Java™ programs can convert data in different formats, enabling your applications to transfer and use information from many kinds of international character sets.

Internally, the Java virtual machine (JVM) always operates with data in Unicode. However, all data transferred into or out of the JVM is in a format matching the file.encoding property. Data read into the JVM is converted from file.encoding to Unicode and data sent out of the JVM is converted from Unicode to file.encoding.

Data files for Java programs are stored in the integrated file system. Files in the integrated file system are tagged with a coded character set identifier (CCSID) that identifies the character encoding of the data contained in the file.

When data is read by a Java program, it is expected to be in the character encoding matching file.encoding. When data is written to a file by a Java program, it is written in a character encoding matching file.encoding. This also applies to Java source code files (.java files) processed by the javac command and to data sent and received through Transmission Control Protocol/Internet Protocol (TCP/IP) sockets using the java.net package.

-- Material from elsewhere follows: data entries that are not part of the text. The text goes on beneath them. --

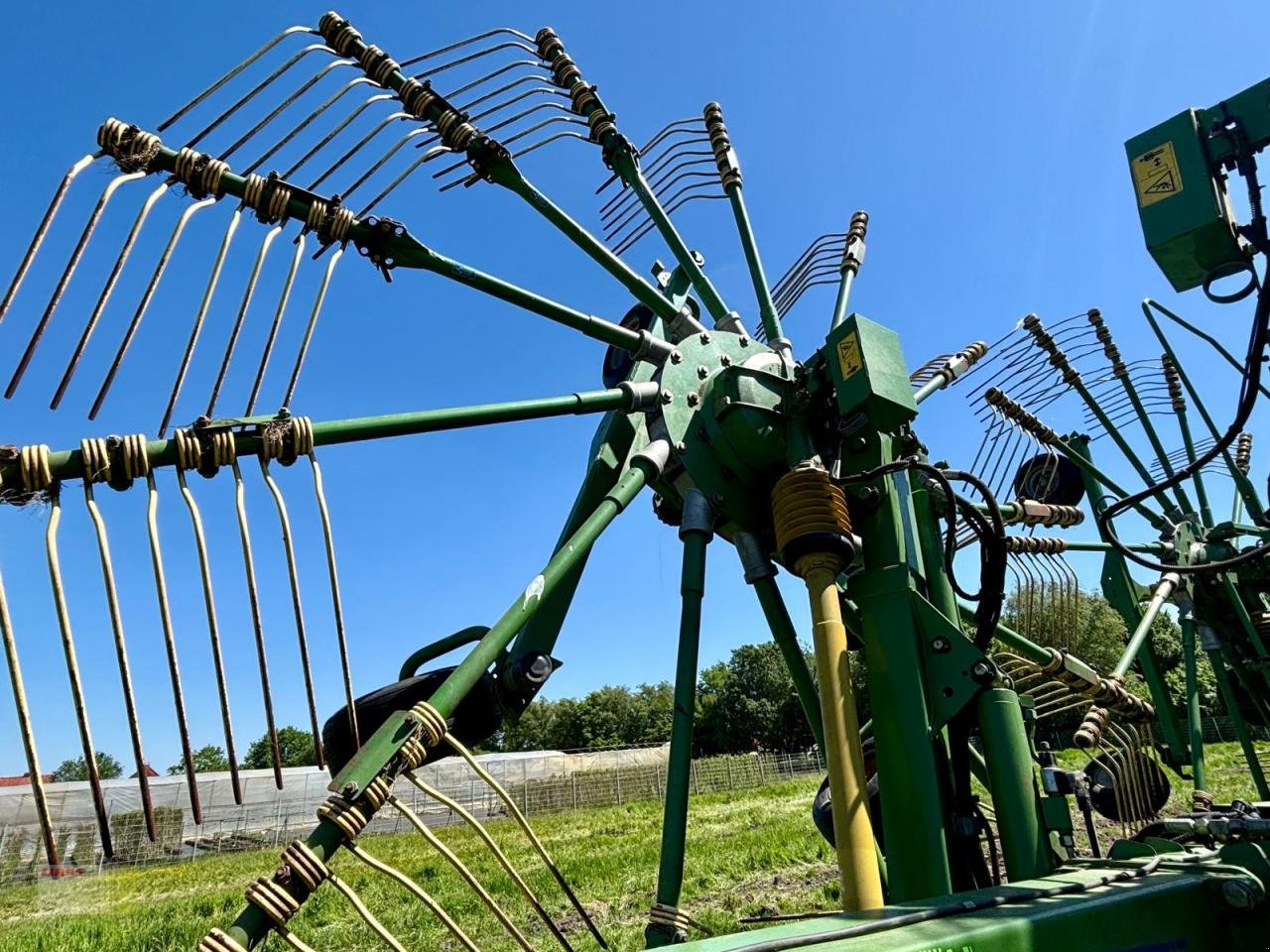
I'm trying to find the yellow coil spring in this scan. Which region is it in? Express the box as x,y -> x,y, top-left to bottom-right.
772,466 -> 851,551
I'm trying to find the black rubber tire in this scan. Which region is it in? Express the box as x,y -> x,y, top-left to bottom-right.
1084,754 -> 1172,822
321,667 -> 503,775
812,738 -> 885,848
1012,453 -> 1084,505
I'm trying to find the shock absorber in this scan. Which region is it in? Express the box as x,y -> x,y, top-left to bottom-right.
772,461 -> 883,911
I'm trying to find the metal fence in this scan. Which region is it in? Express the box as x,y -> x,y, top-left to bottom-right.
0,747 -> 825,884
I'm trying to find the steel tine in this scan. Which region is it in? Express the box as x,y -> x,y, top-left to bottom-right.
159,207 -> 242,436
613,185 -> 727,255
87,198 -> 216,420
207,225 -> 282,416
186,44 -> 335,149
242,232 -> 305,416
309,112 -> 416,191
505,132 -> 590,162
607,161 -> 717,228
414,40 -> 539,80
337,125 -> 435,199
80,439 -> 158,843
4,172 -> 146,399
599,141 -> 713,218
401,27 -> 537,67
45,482 -> 114,860
280,92 -> 396,180
426,110 -> 586,178
355,146 -> 450,219
49,182 -> 169,410
241,76 -> 380,176
217,60 -> 357,164
138,451 -> 203,825
177,456 -> 242,806
457,75 -> 569,122
306,438 -> 362,747
258,453 -> 326,768
230,454 -> 282,789
155,26 -> 317,132
0,515 -> 61,871
595,115 -> 708,200
0,153 -> 105,321
429,60 -> 543,105
281,248 -> 344,407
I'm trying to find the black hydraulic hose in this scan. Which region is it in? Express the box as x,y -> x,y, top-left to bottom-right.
733,856 -> 1166,952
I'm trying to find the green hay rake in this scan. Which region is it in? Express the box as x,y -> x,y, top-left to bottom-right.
0,13 -> 1270,952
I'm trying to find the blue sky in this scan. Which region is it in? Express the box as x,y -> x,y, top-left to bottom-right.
0,3 -> 1267,774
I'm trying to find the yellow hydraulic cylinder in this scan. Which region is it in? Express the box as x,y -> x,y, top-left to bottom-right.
772,464 -> 884,912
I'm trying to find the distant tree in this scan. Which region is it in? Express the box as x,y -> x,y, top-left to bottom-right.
54,750 -> 123,781
168,744 -> 232,776
242,727 -> 318,771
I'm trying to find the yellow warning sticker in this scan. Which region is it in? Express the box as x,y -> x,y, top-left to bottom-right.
838,331 -> 865,380
1130,142 -> 1183,208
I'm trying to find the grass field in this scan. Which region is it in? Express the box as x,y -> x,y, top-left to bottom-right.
0,744 -> 1251,952
0,780 -> 838,952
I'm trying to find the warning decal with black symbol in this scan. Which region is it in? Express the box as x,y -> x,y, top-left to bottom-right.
1130,142 -> 1183,208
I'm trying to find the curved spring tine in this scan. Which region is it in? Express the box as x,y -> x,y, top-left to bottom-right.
159,207 -> 242,438
146,470 -> 203,824
772,262 -> 842,312
207,225 -> 282,416
309,447 -> 362,747
432,112 -> 586,178
45,482 -> 114,860
231,458 -> 282,789
772,235 -> 847,295
87,198 -> 216,420
337,127 -> 436,199
242,232 -> 305,416
49,181 -> 169,410
155,26 -> 318,132
218,60 -> 357,164
510,132 -> 590,161
604,167 -> 718,241
280,248 -> 344,407
83,473 -> 159,843
401,40 -> 539,80
599,151 -> 717,222
258,454 -> 326,768
0,555 -> 61,870
309,112 -> 409,191
772,246 -> 842,300
401,27 -> 537,69
613,185 -> 727,255
4,172 -> 146,400
186,44 -> 335,149
240,76 -> 378,177
457,72 -> 559,119
357,146 -> 453,218
177,466 -> 242,806
595,115 -> 710,200
280,92 -> 396,178
0,153 -> 105,321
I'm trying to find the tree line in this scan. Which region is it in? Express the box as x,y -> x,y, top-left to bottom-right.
54,588 -> 1219,780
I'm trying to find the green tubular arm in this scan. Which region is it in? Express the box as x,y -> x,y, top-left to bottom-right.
1068,438 -> 1188,767
226,440 -> 670,948
486,156 -> 680,322
606,149 -> 727,321
1142,298 -> 1265,522
509,413 -> 648,685
0,384 -> 657,490
127,146 -> 671,359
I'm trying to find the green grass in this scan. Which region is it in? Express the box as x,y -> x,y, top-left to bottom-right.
0,744 -> 1251,952
0,779 -> 838,952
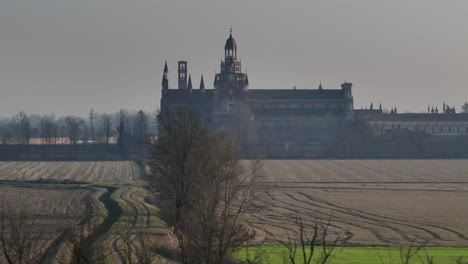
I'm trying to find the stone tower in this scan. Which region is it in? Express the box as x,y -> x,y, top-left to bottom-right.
214,29 -> 246,93
178,61 -> 187,90
162,61 -> 169,91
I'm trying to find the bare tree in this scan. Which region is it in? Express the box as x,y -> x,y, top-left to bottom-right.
120,216 -> 156,264
133,110 -> 149,143
116,109 -> 129,157
65,116 -> 84,145
39,117 -> 58,145
133,110 -> 149,159
10,111 -> 31,144
89,108 -> 96,143
279,215 -> 343,264
148,110 -> 263,264
0,199 -> 47,264
101,114 -> 112,145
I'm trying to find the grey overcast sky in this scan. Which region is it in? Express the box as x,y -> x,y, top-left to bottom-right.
0,0 -> 468,117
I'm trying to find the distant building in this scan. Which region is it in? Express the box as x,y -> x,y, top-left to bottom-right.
161,32 -> 353,147
354,104 -> 468,136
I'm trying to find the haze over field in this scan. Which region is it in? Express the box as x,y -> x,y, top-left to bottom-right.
0,0 -> 468,117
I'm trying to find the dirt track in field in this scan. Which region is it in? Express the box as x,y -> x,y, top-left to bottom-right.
250,160 -> 468,246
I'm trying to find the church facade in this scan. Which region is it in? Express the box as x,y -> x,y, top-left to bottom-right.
161,32 -> 353,148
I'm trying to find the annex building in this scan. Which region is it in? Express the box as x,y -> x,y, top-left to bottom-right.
161,33 -> 353,148
161,31 -> 468,156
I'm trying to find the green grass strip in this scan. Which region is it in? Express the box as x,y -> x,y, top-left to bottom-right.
235,245 -> 468,264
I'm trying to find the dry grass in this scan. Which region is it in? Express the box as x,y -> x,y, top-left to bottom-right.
0,185 -> 91,263
251,183 -> 468,246
0,161 -> 140,183
264,160 -> 468,182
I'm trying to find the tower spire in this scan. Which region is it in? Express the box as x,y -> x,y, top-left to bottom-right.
162,60 -> 169,90
188,74 -> 193,93
200,74 -> 205,92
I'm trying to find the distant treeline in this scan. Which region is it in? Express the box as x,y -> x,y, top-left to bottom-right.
0,109 -> 156,159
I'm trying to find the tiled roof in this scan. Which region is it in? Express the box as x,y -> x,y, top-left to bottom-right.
362,113 -> 468,122
248,89 -> 344,100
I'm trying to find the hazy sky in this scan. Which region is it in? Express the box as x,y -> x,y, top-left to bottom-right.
0,0 -> 468,117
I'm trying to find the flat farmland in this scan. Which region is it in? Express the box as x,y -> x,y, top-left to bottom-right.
0,185 -> 92,263
250,183 -> 468,246
264,159 -> 468,182
0,161 -> 140,183
250,160 -> 468,247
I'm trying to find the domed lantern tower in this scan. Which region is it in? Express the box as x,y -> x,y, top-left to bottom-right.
214,29 -> 247,90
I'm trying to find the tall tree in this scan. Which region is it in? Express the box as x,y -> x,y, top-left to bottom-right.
10,111 -> 31,144
133,110 -> 149,143
89,108 -> 96,143
65,116 -> 84,145
116,109 -> 129,157
100,114 -> 113,145
148,110 -> 263,264
39,117 -> 58,145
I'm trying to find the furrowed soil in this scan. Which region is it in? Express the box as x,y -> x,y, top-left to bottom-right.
249,160 -> 468,247
0,185 -> 92,263
0,161 -> 141,183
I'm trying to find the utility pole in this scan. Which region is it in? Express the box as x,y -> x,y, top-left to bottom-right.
89,108 -> 94,143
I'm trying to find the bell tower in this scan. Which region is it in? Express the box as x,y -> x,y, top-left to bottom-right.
177,61 -> 187,90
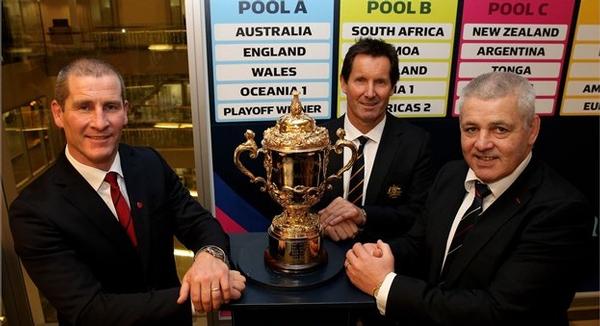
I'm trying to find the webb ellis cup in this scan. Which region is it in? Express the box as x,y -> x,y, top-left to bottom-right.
233,92 -> 357,273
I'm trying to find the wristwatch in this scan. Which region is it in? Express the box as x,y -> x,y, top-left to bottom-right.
194,245 -> 229,266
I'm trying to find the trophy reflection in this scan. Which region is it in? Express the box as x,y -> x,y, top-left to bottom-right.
233,92 -> 357,273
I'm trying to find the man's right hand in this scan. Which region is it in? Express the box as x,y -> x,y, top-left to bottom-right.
319,197 -> 366,226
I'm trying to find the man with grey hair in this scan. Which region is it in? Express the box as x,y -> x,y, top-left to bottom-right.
345,72 -> 592,325
9,59 -> 245,325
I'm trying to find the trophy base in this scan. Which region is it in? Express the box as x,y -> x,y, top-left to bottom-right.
264,225 -> 327,274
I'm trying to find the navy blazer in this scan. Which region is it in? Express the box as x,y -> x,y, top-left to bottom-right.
9,144 -> 229,325
386,160 -> 592,325
316,113 -> 435,242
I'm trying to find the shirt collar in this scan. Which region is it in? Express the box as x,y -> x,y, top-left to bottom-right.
465,152 -> 532,198
65,144 -> 124,191
344,114 -> 387,143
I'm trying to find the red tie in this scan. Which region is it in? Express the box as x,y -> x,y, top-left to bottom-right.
104,171 -> 137,247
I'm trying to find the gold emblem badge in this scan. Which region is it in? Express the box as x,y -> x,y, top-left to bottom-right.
387,185 -> 402,199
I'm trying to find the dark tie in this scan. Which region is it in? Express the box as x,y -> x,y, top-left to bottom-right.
104,172 -> 137,247
441,181 -> 492,278
347,136 -> 369,206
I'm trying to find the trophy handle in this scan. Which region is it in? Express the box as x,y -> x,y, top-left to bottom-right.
233,129 -> 267,191
326,128 -> 358,184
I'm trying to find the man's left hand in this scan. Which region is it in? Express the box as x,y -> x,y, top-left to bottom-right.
177,252 -> 231,312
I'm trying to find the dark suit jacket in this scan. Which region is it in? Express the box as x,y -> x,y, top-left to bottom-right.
9,144 -> 229,325
386,160 -> 592,325
316,114 -> 435,241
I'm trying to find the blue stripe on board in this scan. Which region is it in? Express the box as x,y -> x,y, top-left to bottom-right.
214,173 -> 271,232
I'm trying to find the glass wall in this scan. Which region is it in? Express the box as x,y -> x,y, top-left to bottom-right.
2,0 -> 202,324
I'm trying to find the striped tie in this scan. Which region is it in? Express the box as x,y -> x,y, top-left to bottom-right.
104,171 -> 137,247
347,136 -> 369,206
441,181 -> 492,279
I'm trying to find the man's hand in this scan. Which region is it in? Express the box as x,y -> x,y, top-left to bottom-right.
344,240 -> 394,295
319,197 -> 366,226
324,220 -> 358,241
229,271 -> 246,300
177,252 -> 231,312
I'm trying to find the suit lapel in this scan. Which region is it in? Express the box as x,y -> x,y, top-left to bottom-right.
428,164 -> 468,280
119,144 -> 151,278
327,116 -> 344,198
54,153 -> 131,248
365,116 -> 403,204
447,161 -> 541,281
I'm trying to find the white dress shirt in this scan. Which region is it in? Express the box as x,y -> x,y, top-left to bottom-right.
65,145 -> 131,220
344,114 -> 386,206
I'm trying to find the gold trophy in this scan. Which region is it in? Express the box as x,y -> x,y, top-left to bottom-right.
233,92 -> 357,273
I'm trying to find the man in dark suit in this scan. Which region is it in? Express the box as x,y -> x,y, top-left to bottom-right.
9,59 -> 245,325
316,38 -> 434,241
345,72 -> 592,325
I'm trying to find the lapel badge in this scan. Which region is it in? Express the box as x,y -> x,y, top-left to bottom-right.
387,185 -> 402,199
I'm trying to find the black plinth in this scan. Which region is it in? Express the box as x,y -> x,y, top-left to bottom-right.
237,235 -> 346,289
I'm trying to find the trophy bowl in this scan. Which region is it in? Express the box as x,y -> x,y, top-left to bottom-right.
233,92 -> 357,273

Data read from or written to System.in, System.out, and System.err are handled differently than data read from or written to other sources when they are assigned to stdin, stdout, and stderr. Since stdin, stdout, and stderr are normally attached to EBCDIC devices on the IBM® i server, a conversion is performed by the JVM on the data to convert from the normal character encoding of file.encoding to a CCSID matching the IBM i job CCSID. When System.in, System.out, or System.err are redirected to a file or socket and are not directed to stdin, stdout, or stderr, this additional data conversion is not performed and the data remains in a character encoding matching file.encoding.

When data must be read into or written from a Java program in a character encoding other than file.encoding, the program can use the Java IO classes java.io.InputStreamReader, java.io.FileReader, java.io.OutputStreamReader, and java.io.FileWriter. These Java classes allow specifying a file.encoding value that takes precedence over the default file.encoding property currently in use by the JVM.

Data to or from the DB2® database converts to or from the CCSID of the IBM i database through the JDBC APIs .

Data that is transferred to or from other programs through Java Native Interface does not get converted.